Weronika Smolak-Dyżewska,Dawid Malarz,Kornel Howil,Jan Kaczmarczyk,Marcin Mazur,Przemysław Spurek
2024-11-17
Abstract:Implicit Neural Representations (INRs) employ neural networks to approximate discrete data as continuous functions. In the context of video data, such models can be utilized to transform the coordinates of pixel locations along with frame occurrence times (or indices) into RGB color values. Although INRs facilitate effective compression, they are unsuitable for editing purposes. One potential solution is to use a 3D Gaussian Splatting (3DGS) based model, such as the Video Gaussian Representation (VGR), which is capable of encoding video as a multitude of 3D Gaussians and is applicable for numerous video processing operations, including editing. Nevertheless, in this case, the capacity for modification is constrained to a limited set of basic transformations. To address this issue, we introduce the Video Gaussian Splatting (VeGaS) model, which enables realistic modifications of video data. To construct VeGaS, we propose a novel family of Folded-Gaussian distributions designed to capture nonlinear dynamics in a video stream and model consecutive frames by 2D Gaussians obtained as respective conditional distributions. Our experiments demonstrate that VeGaS outperforms state-of-the-art solutions in frame reconstruction tasks and allows realistic modifications of video data. The code is available at: <a class="link-external link-https" href="https://github.com/gmum/VeGaS" rel="external noopener nofollow">this https URL</a>.

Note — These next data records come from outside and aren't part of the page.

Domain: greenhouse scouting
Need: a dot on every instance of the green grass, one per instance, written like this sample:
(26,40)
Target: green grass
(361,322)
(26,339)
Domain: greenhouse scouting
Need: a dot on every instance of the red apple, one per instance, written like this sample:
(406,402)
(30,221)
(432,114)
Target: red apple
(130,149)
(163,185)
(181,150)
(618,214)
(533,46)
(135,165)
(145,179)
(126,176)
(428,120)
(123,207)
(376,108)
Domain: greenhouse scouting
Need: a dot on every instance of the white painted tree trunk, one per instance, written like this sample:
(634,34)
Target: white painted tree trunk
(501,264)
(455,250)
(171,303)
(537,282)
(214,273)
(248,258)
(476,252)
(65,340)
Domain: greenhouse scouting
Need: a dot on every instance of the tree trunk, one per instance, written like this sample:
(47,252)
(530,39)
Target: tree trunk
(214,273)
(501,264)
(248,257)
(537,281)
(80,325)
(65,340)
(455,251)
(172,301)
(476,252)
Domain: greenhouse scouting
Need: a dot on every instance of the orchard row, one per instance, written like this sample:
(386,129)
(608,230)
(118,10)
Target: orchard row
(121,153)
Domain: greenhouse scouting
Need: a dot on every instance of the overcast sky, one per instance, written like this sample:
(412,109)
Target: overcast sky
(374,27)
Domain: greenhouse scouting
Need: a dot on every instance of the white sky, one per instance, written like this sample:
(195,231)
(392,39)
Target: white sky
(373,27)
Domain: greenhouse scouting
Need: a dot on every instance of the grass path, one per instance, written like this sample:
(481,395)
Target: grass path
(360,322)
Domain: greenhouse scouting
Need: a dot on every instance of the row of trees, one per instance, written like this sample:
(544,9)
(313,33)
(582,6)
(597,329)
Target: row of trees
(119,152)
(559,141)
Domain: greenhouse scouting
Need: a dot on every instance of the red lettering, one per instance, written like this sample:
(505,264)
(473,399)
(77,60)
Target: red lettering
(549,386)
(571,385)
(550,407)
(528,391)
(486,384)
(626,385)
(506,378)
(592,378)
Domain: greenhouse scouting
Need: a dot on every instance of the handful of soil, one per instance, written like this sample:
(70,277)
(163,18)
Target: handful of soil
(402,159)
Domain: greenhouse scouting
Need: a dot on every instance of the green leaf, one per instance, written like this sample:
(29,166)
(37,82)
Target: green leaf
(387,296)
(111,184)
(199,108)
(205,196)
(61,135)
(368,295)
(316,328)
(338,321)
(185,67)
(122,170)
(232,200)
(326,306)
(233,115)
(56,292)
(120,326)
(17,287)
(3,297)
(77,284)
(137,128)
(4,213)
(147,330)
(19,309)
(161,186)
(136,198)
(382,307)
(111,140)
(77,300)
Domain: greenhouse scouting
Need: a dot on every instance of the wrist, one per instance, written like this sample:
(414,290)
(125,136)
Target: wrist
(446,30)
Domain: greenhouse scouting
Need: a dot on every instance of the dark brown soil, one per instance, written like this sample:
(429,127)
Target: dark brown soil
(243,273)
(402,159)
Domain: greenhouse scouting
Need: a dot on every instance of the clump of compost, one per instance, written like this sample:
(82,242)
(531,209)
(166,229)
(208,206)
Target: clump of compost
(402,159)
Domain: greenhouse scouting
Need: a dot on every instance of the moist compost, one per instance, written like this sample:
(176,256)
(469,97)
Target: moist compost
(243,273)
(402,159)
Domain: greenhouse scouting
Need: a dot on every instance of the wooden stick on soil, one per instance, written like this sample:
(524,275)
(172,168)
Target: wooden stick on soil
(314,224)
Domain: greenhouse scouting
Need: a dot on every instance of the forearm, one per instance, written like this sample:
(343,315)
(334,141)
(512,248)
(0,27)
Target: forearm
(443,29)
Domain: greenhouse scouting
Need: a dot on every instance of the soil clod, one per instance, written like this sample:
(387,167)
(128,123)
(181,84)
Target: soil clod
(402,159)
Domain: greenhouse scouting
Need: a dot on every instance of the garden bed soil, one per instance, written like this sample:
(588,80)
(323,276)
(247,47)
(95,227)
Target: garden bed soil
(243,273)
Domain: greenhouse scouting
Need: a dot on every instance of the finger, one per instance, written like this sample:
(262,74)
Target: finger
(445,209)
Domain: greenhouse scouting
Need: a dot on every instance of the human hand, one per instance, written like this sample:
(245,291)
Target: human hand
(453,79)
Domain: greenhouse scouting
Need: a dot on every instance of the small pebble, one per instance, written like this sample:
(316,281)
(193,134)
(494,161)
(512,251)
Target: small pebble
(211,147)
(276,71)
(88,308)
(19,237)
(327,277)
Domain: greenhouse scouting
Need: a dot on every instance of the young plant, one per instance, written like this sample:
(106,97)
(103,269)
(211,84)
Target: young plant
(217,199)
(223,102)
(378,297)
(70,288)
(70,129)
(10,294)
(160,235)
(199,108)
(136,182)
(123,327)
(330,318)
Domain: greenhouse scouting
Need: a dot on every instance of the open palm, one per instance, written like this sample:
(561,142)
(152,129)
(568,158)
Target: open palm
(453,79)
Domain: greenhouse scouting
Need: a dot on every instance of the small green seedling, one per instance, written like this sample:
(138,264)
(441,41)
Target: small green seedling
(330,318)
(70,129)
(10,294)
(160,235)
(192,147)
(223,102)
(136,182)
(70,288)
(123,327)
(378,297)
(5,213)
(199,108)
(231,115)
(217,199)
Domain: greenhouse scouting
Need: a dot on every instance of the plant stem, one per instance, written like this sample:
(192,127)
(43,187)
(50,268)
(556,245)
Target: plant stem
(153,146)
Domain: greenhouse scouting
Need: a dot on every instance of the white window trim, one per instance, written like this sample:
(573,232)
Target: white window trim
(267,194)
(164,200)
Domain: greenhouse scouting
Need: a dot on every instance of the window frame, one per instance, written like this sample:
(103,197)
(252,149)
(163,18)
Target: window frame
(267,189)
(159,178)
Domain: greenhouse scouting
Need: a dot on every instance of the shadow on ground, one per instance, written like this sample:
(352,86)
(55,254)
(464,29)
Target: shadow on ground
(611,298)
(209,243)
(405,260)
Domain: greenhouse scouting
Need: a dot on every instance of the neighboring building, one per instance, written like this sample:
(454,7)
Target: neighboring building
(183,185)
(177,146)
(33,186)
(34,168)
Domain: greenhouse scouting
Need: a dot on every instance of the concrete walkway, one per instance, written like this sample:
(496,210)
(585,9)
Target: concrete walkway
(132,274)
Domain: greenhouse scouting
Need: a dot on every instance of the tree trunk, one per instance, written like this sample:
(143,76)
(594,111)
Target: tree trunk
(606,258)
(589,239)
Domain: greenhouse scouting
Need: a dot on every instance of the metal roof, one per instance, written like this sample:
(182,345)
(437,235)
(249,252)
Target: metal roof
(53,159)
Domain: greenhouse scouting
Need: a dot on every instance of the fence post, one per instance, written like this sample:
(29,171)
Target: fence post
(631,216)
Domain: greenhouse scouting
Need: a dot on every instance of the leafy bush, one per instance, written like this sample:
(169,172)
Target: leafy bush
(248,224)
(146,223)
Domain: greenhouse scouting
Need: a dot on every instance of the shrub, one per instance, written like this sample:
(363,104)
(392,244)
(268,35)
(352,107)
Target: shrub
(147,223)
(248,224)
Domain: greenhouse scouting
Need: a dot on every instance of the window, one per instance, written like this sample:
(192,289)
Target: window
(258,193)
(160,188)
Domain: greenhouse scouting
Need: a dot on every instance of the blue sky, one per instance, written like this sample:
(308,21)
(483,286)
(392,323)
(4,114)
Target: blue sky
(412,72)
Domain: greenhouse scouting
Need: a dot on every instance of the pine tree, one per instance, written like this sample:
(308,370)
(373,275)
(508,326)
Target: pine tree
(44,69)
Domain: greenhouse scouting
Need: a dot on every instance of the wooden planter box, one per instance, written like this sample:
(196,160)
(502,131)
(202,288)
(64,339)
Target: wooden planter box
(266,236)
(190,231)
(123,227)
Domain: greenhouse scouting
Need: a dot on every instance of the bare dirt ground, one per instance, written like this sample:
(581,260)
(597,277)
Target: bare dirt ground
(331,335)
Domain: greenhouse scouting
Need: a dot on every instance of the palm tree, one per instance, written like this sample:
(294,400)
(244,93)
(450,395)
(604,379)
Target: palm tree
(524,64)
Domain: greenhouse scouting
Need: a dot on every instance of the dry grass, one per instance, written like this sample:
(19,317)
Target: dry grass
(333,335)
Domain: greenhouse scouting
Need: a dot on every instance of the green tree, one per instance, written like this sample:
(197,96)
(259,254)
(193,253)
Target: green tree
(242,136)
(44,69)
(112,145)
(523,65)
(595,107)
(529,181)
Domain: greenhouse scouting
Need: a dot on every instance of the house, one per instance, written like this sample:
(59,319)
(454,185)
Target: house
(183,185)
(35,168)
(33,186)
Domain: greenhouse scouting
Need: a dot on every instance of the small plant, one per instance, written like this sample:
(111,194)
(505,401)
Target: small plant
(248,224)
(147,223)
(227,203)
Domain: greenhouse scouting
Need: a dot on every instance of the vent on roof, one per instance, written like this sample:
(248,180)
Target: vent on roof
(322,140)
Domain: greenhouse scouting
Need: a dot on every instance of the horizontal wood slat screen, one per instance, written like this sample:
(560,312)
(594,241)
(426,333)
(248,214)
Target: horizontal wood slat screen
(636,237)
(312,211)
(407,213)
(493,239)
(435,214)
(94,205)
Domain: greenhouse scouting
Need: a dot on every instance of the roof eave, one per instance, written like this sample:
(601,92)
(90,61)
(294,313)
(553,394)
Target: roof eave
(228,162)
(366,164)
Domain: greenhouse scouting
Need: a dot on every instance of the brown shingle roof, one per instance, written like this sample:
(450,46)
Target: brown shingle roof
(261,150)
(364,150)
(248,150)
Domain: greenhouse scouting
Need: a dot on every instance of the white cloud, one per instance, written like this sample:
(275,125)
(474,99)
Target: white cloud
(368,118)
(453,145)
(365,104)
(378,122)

Computer Vision and Pattern Recognition
What problem does this paper attempt to address?
The problem that this paper attempts to solve is that in video data processing, although existing Implicit Neural Representations (INRs) can provide good reconstruction quality and compression ratio, they perform poorly in video editing. To solve this problem, the paper proposes the Video Gaussian Splatting (VeGaS) model. This model captures the nonlinear structures in the video stream by introducing Folded - Gaussians and generates 2D Gaussian distributions by conditioning 3D Folded - Gaussians, thereby achieving efficient processing and realistic modification of video data. Specifically, the VeGaS model aims to: 1. **Improve video editing capabilities**: Compared with the traditional 3D Gaussian Splatting (3DGS) method, VeGaS can not only handle linear transformations and displacements, but also perform more complex nonlinear transformations, thereby achieving more realistic video editing effects. 2. **Improve frame reconstruction quality**: By optimizing the time occurrence moments of Gaussian distributions and introducing dynamic frame fitting functions, VeGaS can achieve better performance in frame reconstruction tasks. 3. **Achieve efficient video data representation**: VeGaS utilizes 3D Folded - Gaussians and conditioned 2D Gaussian distributions, and can reduce storage and training time while maintaining high - quality rendering. The paper verifies the superior performance of VeGaS in frame reconstruction and frame interpolation tasks through experiments, and shows its practical application effects in video editing.